KANUN+HUKUK+SOSYAL DEVLET

Sn. Kılıçdaroğlu, kanunsuz emre, hukuk dışı yönetime ve sosyal devlet ilkelerinin sürekli çiğnenmesine karşı çıkıyor; yasa + hukuk + sosyal devlet üçlüsünün saygı görmemesine isyan ediyor ve Saray yönetimini kurallara uymaya çağırıyor. Bu yolla, güçsüz toplumsal katmanların hak ve çıkarlarını koruma çabası, aslında, anayasal çizgiye davet ettiği AKP ve yönetiminin de iyiliğine.

ANAYASA VE SEÇİM DARBESİ

2015’te Anayasa darbesi yoluyla seçmenlerin iradesi yok sayıldı; 2019’da, İstanbul’da kullanılan 4 oydan biri çalındı. İlki, belli ölçüde tuttu. İkincisinde ise, kullanılan hukuk dışı (YSK iptali), kirli (KHK’zedelere oy yasağı girişimi) ve karanlık (İmralı mesajı) yol ve yöntemler geri tepti.
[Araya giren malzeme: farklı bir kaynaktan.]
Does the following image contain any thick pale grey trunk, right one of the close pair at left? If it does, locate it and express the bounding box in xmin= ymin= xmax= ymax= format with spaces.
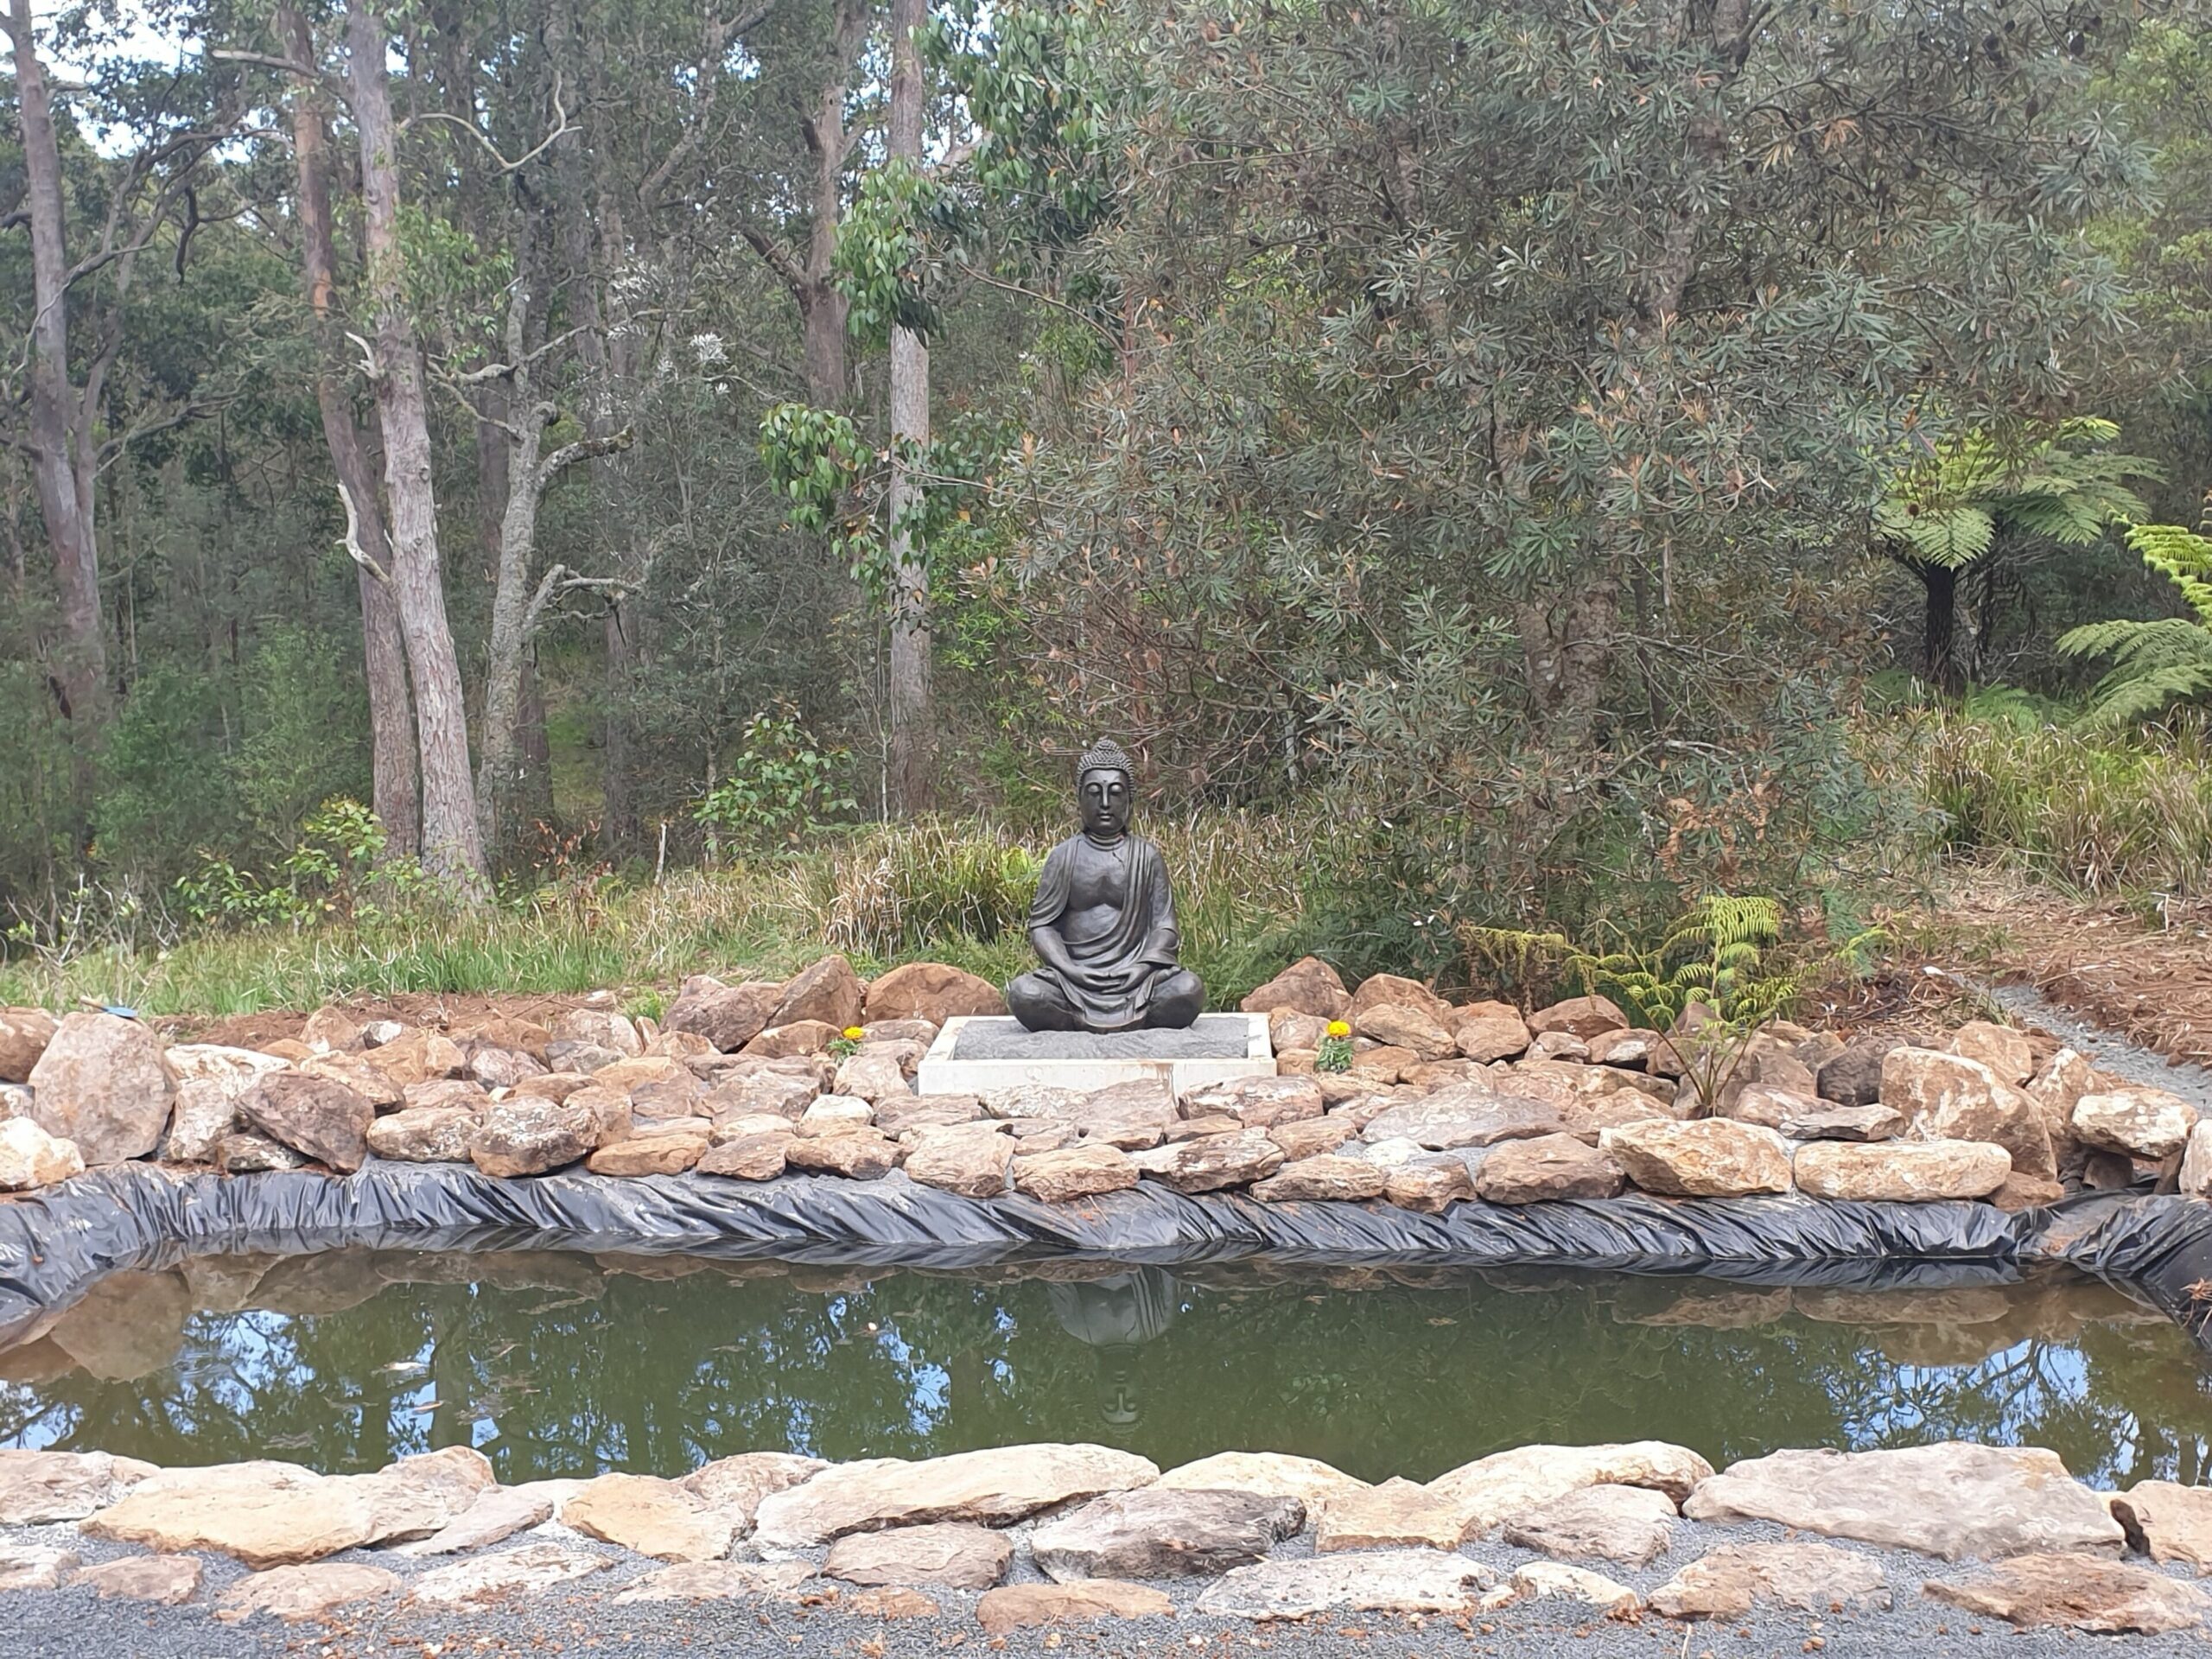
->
xmin=345 ymin=0 xmax=486 ymax=893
Özetle kendisine “AK Parti” diyen AKP, giderek kişiselleştirilen iktidarının süresi uzadıkça keyfilik ve kirlenme batağına gömüldü.

Bir yanda, Gezi tutsakları, 28 Şubat generalleri, tutuklu siyasetçiler, ‘düşünce suçluları‘ gerçeği; insan hakları ve çevre savunucuları, sanatçılara ve emekçilere yönelik baskı ve şiddet uygulamaları; öte yanda, Saray’ın bile örtemediği parti gölgesindeki hukuk dışı ve kirli ilişkilerle örülen çıkar ağları.

Hukuk ve keyfilik ayrışması büyürken AKP’nin, -bu kez MHP ile- , demokratik hukuk devleti yolunda ortak söylem/işlem ve eylemleri kırmaya yönelik tuzaklarına karşı uyanık olmak, bütün yurtseverlerin tarihsel sorumluluğu; yurtta barış, dünyada barış için.